Alguns dos rostos da multidão que vemos na segunda foto lembram-me as feições das personagens delineadas e pintadas por Nuno Gonçalves no seu célebre políptico. As fotos foram tiradas poucos anos antes do 25 de Abril de 1974. Muitos dos que aqui estão, cristalizados naquele instante pela máquina fotográfica, já abandonaram o mundo dos vivos. É algo que não pode deixar de impressionar e trazer-nos à mente, se preciso fosse, a nossa iniludível efemeridade. Por outro lado, crianças que seguem ao colo das mães são hoje homens feitos que às suas mães possivelmente deram vários netos. As pessoas que acompanham e participam numa procissão estão simultaneamente a prestar uma homenagem religiosa e a procurar uma bênção para si próprias e para aqueles que levam consigo – um pouco como as raparigas solteiras que, numa boda de casamento, se encafuam debaixo do véu da noiva para que também elas tenham a sorte de se casar.

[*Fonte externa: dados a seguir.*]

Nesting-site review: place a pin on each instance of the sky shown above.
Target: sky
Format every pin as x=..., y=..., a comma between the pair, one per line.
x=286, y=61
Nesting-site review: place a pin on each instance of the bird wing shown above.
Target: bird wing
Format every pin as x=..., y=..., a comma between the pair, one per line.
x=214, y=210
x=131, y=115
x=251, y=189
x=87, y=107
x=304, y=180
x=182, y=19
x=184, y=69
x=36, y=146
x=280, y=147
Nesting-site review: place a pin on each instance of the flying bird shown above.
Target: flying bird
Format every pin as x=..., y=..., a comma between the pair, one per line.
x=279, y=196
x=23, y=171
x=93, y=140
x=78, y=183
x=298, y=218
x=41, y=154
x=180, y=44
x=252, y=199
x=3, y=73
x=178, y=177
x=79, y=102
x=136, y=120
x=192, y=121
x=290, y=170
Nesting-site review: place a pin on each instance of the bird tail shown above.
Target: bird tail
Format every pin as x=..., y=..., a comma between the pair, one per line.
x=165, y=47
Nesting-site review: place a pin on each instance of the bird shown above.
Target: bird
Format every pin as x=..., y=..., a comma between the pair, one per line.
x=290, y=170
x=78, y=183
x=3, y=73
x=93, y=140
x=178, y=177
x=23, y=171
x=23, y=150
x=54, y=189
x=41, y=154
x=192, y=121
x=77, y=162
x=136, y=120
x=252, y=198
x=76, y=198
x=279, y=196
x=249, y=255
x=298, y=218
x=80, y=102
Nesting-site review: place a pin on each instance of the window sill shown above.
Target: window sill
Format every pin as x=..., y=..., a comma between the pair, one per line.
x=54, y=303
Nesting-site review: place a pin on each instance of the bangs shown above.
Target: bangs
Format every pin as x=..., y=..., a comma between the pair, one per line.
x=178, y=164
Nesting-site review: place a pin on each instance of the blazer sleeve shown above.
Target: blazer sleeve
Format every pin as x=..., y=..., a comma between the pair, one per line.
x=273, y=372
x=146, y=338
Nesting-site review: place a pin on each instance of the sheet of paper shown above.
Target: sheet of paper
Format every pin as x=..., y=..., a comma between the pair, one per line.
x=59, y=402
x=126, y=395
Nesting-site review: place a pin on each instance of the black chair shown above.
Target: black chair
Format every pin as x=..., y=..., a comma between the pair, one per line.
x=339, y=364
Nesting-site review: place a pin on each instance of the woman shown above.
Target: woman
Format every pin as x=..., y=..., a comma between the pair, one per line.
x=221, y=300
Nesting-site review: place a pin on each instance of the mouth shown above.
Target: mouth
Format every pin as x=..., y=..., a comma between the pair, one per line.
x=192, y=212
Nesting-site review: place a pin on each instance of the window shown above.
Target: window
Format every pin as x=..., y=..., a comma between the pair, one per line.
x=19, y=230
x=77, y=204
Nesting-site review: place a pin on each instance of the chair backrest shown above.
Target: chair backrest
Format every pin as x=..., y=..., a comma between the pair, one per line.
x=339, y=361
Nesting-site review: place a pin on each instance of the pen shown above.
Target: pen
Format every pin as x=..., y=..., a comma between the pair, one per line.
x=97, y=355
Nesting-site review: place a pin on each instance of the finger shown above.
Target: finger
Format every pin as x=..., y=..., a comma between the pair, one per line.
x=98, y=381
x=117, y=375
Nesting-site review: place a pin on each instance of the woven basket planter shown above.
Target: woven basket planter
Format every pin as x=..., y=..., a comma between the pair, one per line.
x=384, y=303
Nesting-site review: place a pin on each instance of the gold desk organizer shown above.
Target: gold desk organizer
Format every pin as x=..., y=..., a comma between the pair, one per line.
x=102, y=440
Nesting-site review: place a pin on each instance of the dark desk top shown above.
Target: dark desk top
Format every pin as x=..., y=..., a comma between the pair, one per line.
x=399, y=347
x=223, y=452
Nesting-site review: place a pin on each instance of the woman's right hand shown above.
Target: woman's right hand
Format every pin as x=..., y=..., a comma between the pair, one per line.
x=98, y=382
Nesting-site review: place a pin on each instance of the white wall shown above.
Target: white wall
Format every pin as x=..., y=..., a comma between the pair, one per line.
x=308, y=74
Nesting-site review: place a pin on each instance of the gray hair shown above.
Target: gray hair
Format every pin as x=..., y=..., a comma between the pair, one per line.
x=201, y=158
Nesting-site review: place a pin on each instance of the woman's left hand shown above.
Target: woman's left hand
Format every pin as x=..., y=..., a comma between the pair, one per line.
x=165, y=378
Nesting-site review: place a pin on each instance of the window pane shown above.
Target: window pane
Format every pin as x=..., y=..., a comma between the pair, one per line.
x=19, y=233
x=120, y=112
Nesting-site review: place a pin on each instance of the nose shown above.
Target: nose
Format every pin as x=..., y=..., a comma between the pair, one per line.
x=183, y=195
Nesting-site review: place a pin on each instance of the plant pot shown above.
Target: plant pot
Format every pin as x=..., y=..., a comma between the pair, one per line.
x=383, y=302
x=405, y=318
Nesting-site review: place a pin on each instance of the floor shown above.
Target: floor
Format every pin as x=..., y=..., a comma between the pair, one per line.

Por seu lado, a imprescindível banda de música repleta de reluzentes metais, instrumentos de sopro e de percussão, empresta um calor e uma solenidade especiais ao cortejo. Para as pessoas que se amontoam nas varandas decoradas com colchas vermelhas ou à janela das casas, a vibração causada pelos metais da banda impressiona poderosamente. Trombones, saxofones, trompas e fagotes ecoam contra as paredes das ruas da povoação por onde a procissão passa e as abençoa. Com cruzes, sacrários e imagens que saem excepcionalmente da igreja nessa ocasião, o cortejo acaba por se transformar numa missa itinerante celebrada ao ar livre. Tem o seu quê de operático.